Drei Jahre später ermitteln zwei Detektivinnen unabhängig voneinander in ungelösten Vergewaltigungsfällen. Durch Zufall merken sie, dass ihre Fälle sehr ähnlich sind. Sie sind sich sicher, dass sie es mit ein und demselben Täter zu tun haben und legen ihre Untersuchungen zusammen. Nach und nach wird klar, dass die anfangs erwähnte junge Frau ebenfalls zu den Opfern des Täters gehört. Sie hat von Anfang an die Wahrheit gesagt, doch niemand hat ihr geglaubt.
«Das klingt alles unfassbar, beruht aber auf tatsächlichen Ereignissen.»

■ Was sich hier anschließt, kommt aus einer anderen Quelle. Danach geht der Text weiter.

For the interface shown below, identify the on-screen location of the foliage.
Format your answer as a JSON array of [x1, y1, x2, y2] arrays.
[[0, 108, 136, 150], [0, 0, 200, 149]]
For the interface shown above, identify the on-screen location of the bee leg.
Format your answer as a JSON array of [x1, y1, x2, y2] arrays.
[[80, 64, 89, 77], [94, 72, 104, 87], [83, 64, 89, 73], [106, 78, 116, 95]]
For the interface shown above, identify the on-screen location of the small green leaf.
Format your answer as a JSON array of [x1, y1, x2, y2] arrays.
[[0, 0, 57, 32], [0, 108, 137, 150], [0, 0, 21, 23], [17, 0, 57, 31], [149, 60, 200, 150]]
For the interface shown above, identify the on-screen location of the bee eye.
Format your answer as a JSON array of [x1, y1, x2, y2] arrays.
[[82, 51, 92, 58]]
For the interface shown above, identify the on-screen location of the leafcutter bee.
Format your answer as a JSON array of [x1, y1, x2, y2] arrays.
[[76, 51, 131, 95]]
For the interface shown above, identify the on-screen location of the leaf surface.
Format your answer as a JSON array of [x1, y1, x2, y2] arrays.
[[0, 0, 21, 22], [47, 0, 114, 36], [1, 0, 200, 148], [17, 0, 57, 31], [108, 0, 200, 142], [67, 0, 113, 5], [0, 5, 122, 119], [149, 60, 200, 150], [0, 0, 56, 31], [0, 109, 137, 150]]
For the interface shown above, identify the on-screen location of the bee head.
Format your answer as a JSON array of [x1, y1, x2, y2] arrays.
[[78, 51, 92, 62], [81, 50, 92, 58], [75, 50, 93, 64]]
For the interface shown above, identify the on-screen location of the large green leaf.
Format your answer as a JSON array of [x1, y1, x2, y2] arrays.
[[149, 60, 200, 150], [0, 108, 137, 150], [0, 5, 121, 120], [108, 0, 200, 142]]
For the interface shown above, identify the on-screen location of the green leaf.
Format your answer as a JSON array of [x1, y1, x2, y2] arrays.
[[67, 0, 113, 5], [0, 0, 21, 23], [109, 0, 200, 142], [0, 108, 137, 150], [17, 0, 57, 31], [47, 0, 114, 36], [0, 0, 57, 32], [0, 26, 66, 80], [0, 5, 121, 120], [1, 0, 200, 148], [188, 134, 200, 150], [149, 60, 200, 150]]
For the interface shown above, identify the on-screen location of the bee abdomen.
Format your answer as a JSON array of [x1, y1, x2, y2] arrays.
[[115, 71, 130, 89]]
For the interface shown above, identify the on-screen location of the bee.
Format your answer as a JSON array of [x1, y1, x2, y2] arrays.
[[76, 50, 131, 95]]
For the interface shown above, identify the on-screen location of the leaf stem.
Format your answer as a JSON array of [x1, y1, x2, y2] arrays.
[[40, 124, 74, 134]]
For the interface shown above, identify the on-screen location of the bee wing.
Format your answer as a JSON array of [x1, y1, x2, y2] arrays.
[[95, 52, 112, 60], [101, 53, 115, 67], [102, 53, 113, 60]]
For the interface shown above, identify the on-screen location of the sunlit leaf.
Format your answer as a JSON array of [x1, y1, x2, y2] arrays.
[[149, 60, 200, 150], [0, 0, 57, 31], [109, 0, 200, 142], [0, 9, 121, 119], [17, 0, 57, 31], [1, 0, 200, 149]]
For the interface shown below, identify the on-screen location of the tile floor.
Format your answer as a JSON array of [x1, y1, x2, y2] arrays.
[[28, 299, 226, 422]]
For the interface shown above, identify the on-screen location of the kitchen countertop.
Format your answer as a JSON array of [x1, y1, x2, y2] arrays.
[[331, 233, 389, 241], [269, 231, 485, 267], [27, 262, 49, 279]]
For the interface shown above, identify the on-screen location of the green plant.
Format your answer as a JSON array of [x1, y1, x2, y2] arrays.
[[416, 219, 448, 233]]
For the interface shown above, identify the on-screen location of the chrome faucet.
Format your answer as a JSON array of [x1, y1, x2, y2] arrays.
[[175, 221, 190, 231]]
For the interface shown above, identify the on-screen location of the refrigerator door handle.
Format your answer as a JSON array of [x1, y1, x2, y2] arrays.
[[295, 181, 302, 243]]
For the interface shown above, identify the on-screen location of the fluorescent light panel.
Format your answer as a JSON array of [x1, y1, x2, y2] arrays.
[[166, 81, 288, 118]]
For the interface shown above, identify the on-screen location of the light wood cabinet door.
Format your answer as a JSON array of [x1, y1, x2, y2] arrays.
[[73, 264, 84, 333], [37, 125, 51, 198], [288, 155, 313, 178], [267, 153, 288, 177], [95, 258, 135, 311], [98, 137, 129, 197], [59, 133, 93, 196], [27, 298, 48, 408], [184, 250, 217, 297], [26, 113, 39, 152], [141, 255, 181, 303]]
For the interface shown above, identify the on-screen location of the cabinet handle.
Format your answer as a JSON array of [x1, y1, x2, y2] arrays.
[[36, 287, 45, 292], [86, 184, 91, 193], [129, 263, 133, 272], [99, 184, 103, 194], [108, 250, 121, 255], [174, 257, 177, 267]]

Das klingt alles unfassbar, beruht aber auf tatsächlichen Ereignissen, die sich zwischen 2008 und 2011 in den US-Bundesstaaten Washington und Colorado zugetragen haben. Mit dieser wahren Geschichte befasst sich die von Netflix produzierte Miniserie «Unbelievable» aus der Feder von Susannah Grant («Erin Brockovich»), Ayelet Waldman und Michael Chabon. Als Vorlage diente der mit dem Pulitzer-Preis ausgezeichnete Zeitungsartikel «An Unbelievable Story of Rape» aus dem Jahr 2015 der Journalisten T. Christian Miller und Ken Armstrong.
«Unbelievable» setzt im Bundesstaat Washington ein mit der 18-jährigen Marie (Kaitlyn Dever) – die zu Beginn erwähnte Frau, der niemand geglaubt hat. Sie lebt in einer Wohnsiedlung für verhaltensauffällige Jugendliche. Zuvor wurde sie von einer Pflegefamilie zur nächsten gereicht.
Eines morgens ruft Marie die Polizei an und erzählt, sie sei letzte Nacht vergewaltigt worden. Ein Mann stand plötzlich in ihrem Schlafzimmer, und hielt ihr ein Messer an den Hals. Er verband ihre Augen, fesselte und vergewaltigte sie. Über mehrere Stunden. Er machte Fotos von ihr und drohte, sie online zu stellen, falls sie irgendjemandem davon erzähle.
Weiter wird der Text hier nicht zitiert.